Después de tres jornadas de fornicio intenso, bares (debéis probar el vodka negro), conversaciones y encuentros maravillosos, nada como marcarte una crítica de un interesante libro sobre filosofía política. Ha de haber tiempo para todo, no? Al autor le diagnosticaron una esclerosis mortal y después de unos meses paralizado de cuello para abajo murió en agosto de este año no sin antes haber conquistado cierta fama como ensayista de la actualidad política mundial.
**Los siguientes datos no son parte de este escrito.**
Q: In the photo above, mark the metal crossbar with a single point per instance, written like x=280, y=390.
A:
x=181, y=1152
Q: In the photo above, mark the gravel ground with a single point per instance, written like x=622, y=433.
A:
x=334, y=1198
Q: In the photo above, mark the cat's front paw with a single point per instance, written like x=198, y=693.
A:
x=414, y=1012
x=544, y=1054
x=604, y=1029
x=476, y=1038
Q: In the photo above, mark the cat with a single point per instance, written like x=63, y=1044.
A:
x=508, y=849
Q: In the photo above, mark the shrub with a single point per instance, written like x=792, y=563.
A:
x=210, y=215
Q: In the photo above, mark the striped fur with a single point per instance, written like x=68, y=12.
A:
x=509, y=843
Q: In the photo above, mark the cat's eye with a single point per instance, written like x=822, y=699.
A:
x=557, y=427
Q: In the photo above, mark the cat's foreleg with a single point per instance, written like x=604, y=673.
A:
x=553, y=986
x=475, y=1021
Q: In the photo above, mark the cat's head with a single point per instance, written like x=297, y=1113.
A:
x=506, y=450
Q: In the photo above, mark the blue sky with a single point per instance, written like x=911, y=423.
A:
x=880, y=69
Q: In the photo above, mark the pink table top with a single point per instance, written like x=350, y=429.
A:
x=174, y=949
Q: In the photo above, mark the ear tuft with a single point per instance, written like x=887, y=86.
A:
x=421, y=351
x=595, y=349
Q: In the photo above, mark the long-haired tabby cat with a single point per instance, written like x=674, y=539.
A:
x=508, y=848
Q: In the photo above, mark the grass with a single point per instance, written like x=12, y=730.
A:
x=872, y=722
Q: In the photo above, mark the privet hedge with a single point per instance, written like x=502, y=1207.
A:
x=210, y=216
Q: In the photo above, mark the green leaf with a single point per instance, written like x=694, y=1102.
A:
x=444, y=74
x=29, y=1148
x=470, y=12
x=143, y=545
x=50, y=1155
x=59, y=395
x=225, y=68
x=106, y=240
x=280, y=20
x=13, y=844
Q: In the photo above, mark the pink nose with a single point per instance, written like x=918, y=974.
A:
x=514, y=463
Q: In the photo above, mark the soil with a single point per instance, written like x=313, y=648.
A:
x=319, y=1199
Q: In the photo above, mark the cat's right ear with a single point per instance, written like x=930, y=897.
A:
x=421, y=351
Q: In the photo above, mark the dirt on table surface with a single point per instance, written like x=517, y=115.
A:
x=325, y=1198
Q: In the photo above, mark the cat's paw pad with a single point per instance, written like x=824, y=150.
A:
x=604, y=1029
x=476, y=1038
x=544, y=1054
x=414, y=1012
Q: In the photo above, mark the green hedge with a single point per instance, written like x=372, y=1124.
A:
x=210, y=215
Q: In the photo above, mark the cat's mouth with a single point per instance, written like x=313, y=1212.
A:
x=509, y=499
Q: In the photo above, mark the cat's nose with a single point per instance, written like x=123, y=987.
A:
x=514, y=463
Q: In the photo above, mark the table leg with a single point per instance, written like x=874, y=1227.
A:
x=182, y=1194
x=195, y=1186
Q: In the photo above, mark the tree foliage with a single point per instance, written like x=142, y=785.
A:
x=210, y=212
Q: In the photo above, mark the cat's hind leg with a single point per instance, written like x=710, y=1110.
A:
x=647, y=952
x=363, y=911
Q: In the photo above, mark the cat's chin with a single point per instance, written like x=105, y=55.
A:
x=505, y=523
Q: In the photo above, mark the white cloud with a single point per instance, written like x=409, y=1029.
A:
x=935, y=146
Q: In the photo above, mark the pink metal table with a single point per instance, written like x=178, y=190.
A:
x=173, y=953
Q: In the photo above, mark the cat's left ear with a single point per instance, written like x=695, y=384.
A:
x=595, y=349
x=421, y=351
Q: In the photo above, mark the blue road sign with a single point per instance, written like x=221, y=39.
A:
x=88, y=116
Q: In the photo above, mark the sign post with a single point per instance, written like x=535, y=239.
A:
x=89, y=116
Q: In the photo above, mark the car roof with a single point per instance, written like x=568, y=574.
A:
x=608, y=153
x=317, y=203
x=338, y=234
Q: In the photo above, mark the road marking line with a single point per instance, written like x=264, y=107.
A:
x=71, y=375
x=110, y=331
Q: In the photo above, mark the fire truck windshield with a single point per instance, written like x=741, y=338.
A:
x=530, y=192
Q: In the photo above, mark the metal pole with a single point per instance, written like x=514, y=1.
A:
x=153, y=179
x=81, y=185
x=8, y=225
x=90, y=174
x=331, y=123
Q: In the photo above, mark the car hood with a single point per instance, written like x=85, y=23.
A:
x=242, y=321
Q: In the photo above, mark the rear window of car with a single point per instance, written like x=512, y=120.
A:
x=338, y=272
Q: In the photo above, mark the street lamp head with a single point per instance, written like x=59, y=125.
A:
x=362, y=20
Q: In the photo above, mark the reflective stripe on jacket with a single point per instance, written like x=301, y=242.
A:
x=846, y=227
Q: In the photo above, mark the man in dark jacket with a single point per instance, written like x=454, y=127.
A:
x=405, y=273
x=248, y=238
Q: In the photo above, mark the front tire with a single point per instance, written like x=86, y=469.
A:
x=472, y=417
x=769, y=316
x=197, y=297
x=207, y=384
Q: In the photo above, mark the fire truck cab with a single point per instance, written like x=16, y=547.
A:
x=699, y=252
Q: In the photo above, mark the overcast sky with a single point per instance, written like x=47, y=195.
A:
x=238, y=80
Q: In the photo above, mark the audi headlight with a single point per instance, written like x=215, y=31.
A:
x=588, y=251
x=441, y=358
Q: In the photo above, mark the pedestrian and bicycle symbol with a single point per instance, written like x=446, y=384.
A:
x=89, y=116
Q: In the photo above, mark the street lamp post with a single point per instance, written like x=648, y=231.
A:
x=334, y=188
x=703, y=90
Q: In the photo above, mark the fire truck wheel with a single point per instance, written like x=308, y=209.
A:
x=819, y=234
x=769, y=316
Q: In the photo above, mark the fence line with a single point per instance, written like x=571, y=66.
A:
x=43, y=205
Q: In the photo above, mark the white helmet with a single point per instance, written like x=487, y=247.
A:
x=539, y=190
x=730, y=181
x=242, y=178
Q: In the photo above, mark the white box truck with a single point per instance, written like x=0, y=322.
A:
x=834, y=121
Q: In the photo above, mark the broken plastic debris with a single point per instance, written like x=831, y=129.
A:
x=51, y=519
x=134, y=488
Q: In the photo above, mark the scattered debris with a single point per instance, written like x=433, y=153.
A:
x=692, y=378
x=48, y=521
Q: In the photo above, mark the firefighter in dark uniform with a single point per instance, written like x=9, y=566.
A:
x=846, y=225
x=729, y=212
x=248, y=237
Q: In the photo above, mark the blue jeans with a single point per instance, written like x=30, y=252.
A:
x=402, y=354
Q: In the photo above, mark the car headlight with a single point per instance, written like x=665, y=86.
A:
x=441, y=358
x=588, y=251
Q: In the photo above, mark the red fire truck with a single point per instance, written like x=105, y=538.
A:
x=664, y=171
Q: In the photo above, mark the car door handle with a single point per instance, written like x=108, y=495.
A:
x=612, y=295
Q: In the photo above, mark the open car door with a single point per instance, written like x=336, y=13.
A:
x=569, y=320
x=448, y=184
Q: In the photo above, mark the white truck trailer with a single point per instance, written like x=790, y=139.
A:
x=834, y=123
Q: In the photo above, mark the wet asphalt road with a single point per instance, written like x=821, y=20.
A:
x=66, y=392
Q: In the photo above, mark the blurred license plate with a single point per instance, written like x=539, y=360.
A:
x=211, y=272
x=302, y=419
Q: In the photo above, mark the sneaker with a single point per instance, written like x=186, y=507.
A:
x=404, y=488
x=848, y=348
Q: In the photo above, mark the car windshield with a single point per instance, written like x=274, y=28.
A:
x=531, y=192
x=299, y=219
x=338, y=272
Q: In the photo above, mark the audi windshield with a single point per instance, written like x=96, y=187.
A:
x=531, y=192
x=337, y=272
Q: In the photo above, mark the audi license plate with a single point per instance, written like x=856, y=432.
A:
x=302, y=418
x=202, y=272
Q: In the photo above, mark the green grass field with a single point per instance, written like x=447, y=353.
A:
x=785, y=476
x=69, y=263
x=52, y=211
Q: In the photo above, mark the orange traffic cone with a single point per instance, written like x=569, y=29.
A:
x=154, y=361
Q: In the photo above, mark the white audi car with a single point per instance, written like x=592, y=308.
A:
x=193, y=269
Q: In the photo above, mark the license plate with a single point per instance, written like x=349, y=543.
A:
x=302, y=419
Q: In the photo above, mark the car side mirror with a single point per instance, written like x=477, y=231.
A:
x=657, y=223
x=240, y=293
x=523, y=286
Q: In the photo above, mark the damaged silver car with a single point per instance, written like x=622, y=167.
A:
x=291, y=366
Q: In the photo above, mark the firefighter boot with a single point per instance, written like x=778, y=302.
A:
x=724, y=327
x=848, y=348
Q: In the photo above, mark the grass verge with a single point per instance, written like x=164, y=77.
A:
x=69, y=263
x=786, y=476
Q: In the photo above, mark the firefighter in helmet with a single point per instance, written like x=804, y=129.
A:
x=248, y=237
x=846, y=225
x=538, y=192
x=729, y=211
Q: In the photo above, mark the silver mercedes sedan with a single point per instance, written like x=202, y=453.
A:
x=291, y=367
Si bien el título es para acojonarse de entrada ("Algo va mal"), la verdad es que merece la pena leerlo para conocer algo mejor el mundo en el que vivimos (absténganse conservadores, radicales y gente de similar ralea). Después de hacer un resumen bastante típico del discurrir de la filosofía política de las últimas décadas (keynesianismo, socialdemocracia, el estado del bienestar que tan contentos nos tiene, la Tercera Vía, emigración, intervención del Estado ...) llegamos a la actualidad. La cosa está jodida, ya lo sabemos. Pero ¿qué hacer además de quejarnos de los bancos, los ricos, Wall Street y demás? Pues la respuesta de Judt está en los sentimientos morales, corrompidos en gran parte.¿Por qué la filosofía política ha sido oscurecida en los debates públicos y políticos? Los economistas clásicos se preocupaban por ella ¿Qué poder real tenemos los ciudadanos supuestamente libres para decidir la sociedad que queremos? ¿Es suficiente votar cada cuatro años? Somos insensibles a los costes humanos de la políticas sociales aparentemente racionales cuando nos dicen que contribuirán a la "prosperidad general". Necesitamos una nueva visión moral del Estado, de la política, algo que ya decían los griegos, un sentido de dirección moral inexistente incluso en los Estados desarrollados con sistemas de representación política corrompidos e ineficientes.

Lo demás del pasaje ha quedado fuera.